Where OGame goes beyond Travian
Fleetsave — unique and indispensable
Travian players know the problem: going offline means unprotected troops. In Travian there's no elegant solution for this. OGame invented fleetsave: sending your own fleet on precisely timed missions so it's back when you wake up. This mechanic — the heart of OGame — has no comparable equivalent in Travian and creates a completely different level of excitement.
No season resets in permanent universes
Travian servers run for 6–12 months and are then reset. Everything gets deleted, a new server begins. OGame universes are permanent — players build for years without reset. This enables deeper relationships with fellow players, longer-term strategies and a genuine sense of one's own growth.

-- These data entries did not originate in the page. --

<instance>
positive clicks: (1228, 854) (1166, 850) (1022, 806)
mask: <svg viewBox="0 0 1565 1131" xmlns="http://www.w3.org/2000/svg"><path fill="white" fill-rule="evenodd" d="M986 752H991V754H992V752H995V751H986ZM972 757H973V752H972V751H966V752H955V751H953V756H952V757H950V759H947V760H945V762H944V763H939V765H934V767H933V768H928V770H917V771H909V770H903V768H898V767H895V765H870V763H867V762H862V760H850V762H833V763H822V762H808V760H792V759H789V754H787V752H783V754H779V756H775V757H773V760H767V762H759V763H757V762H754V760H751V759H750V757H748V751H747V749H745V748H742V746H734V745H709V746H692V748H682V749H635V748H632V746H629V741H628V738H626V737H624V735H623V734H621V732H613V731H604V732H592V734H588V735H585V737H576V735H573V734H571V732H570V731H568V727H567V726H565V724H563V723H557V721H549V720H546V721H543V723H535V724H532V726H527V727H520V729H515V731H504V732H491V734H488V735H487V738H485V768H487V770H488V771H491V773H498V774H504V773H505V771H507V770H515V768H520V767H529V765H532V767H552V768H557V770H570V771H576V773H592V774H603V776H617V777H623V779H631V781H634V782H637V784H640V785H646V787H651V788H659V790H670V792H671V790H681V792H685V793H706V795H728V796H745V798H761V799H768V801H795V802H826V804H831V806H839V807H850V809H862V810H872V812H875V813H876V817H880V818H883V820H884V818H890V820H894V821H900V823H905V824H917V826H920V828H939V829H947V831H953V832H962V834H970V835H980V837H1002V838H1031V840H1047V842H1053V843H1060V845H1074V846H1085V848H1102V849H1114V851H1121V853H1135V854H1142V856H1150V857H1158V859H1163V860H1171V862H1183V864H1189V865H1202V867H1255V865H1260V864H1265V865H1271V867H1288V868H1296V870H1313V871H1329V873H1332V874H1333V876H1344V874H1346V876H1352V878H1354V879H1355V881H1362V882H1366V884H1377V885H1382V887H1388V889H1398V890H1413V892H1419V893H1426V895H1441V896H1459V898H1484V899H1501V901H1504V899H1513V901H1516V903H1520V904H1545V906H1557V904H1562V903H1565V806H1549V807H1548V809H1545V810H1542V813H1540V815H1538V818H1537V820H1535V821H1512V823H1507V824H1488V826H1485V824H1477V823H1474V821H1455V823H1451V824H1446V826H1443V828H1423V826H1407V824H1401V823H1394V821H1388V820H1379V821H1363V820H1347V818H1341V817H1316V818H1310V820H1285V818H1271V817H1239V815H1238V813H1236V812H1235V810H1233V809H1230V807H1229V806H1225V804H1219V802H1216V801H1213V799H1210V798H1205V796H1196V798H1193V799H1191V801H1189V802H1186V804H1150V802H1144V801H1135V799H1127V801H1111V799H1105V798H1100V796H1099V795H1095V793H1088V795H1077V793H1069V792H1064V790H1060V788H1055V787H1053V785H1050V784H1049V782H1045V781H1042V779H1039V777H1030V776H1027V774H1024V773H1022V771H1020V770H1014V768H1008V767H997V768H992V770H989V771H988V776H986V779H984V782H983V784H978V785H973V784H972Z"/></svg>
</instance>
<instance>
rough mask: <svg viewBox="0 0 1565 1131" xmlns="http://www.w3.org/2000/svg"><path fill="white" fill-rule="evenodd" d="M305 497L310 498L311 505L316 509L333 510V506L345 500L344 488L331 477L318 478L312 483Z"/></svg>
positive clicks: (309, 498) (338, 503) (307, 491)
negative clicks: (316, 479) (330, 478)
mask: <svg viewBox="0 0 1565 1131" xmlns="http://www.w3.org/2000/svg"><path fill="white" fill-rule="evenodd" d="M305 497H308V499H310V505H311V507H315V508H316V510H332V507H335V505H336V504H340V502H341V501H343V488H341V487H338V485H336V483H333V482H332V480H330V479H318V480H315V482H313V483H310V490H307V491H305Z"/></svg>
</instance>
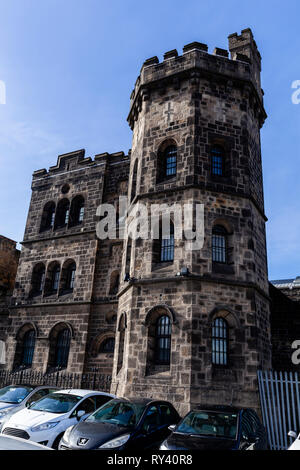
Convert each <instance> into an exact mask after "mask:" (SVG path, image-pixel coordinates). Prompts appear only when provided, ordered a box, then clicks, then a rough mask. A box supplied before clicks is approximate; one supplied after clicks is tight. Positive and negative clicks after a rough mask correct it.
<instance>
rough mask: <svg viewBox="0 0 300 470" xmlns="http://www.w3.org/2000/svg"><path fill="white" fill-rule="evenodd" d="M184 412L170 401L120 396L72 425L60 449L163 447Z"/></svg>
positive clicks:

Three classes for personal playstyle
Travian offers three tribes (Romans, Gauls, Teutons) with different units and bonuses. OGame offers three classes with fundamentally different playstyles:
- General Class: Fleet strength, combat bonuses, faster recyclers — the aggressive raider
- Collector Class: Resource bonus, crawlers, energy bonus — the economy optimiser
- Discoverer Class: More colonies, better expeditions, longer phalanx — the explorer
Moon and sensor phalanx
OGame has a gameplay layer with the moon system that Travian completely lacks. Your own moon enables sensor phalanx — allowing you to observe enemy fleet movements in other galaxies — and jump gate for instant transport between your own moon bases. Moonshot strategy (destroying enemy moon with death star) is its own tactical chapter.
Travian advantage: The clear season end
Travian has a clear advantage for certain player types: the wonder as victory goal and the round ending with a clear winner. This competition with a clear endpoint motivates differently than OGame's continuous points ranking. Those who appreciate this seasonal feeling must seek it in Travian — OGame doesn't offer it.